If we want to avoid string comparisons, what do we do then instead? Numeric comparisons are much faster, can we use them instead? A good question, but let me ask you back — why did we want strings in the first place? The answer is pretty simple: strings are human-readable, so using the string identifier of a dataref makes our code more readable — for humans. Thinking about this, isn’t the primary purpose of code that of being interpreted (i.e. executed) by a computer? Sure it is, but code maintainability is a (in this case competing) objective we shouldn’t neglect.
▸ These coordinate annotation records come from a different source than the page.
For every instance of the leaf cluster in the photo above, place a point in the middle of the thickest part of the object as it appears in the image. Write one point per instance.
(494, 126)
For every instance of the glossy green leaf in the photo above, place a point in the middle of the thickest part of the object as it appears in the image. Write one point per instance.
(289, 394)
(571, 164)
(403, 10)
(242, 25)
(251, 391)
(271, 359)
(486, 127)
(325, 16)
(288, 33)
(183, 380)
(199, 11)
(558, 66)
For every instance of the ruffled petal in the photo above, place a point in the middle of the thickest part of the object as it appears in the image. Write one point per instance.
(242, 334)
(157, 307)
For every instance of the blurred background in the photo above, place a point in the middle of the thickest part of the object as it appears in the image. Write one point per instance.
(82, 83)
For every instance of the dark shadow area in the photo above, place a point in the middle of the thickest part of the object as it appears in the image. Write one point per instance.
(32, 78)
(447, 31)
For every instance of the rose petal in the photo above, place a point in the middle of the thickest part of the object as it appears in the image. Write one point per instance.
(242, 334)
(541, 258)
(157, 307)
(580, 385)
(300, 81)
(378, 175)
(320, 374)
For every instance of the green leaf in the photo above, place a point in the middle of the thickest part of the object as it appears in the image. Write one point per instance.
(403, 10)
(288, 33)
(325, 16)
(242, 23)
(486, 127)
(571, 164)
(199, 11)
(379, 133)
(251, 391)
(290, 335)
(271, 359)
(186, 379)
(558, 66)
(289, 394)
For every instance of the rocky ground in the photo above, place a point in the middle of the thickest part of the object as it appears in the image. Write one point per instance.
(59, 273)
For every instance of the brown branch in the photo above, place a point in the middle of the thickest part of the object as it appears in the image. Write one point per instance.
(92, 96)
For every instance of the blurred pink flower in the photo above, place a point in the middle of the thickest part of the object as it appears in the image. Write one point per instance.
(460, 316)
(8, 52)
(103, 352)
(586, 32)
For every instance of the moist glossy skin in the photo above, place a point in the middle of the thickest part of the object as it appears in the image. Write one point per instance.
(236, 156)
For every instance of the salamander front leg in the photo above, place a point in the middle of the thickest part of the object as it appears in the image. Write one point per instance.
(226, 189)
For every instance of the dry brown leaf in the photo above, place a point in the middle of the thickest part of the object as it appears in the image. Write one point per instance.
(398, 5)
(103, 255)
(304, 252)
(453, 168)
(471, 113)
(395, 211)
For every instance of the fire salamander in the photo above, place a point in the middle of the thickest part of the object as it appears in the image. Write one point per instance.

As a compromise, is there something that is as human-readible as a string, and as computing-friendly as an integer? In fact, there is — let’s dig up the good, old enum
:
1#define DATA_DREF_COUNT_MAX 4
2
3typedef enum dref_ref_n {
4 SIM_AIRCRAFT_WEIGHT_ACF_M_EMPTY,
5 SIM_FLIGHTMODEL_WEIGHT_M_FIXED,
6 SIM_FLIGHTMODEL_WEIGHT_M_FUEL,
7 SIM_TEST_TEST_FLOAT
8} dref_ref_t;
This way, the cache for our datarefs could be a simple array:
1#include <stdbool.h>
2#include <XPLMDataAccess.h>
3
4static XPLMDataRef Drefs[DATA_DREF_COUNT_MAX];
5
6
7bool dref_init(dref_ref_t ref, const char *id)
8{
9 Drefs[ref] = XPLMFindDataRef(id);
10 if (Drefs[ref] == NULL || !XPLMIsDataRefGood(Drefs[ref]))
11 {
12 log_error("Failed to initialize dataref %s", id);
13 return false;
14 }
15 return true;
16}
17
18
19bool drefs_init(void)
20{
21 bool flag = true;
22 flag = flag && dref_init(SIM_AIRCRAFT_WEIGHT_ACF_M_EMPTY, "sim/aircraft/weight/acf_m_empty");
23 flag = flag && dref_init(SIM_FLIGHTMODEL_WEIGHT_M_FIXED, "sim/flightmodel/weight/m_fixed");
24 flag = flag && dref_init(SIM_FLIGHTMODEL_WEIGHT_M_FUEL, "sim/flightmodel/weight/m_fuel");
25 flag = flag && dref_init(SIM_TEST_TEST_FLOAT, "sim/test/test_float");
26 return flag;
27}
And in our code, we address datarefs by their dref_ref_t
enum label — perhaps not as nice as the string identifiers, but still human readable and way faster for the computer to handle. A getter function for float values could e.g. look like this:
1#include <assert.h>
2
3float dref_get_value_f(dref_ref_t ref)
4{
5 assert(ref < DATA_DREF_COUNT_MAX);
6 return XPLMGetDataf(Drefs[ref]);
7}
So if we wanted to retrieve the emtpy aircraft weight somewhere in our plugin code, we’d do something like this:
1float empty_weight = dref_get_value_f(SIM_AIRCRAFT_WEIGHT_ACF_M_EMPTY);
TL;DR
Organizing a dataref cache by string identifiers is a horrid idea. Using an AVL tree somewhat improves the performance over a linear list, but the basic idea remains horrid — the cache won’t be faster than XPLMFindDataRef
, making the cache pretty pointless. Use an array with numeric indices instead, which allows for (almost) immediate dereferencing without expensive string comparisons and data structure traversing. To make your code more readable, use an enum
to name to those numeric indices in a human-readable way.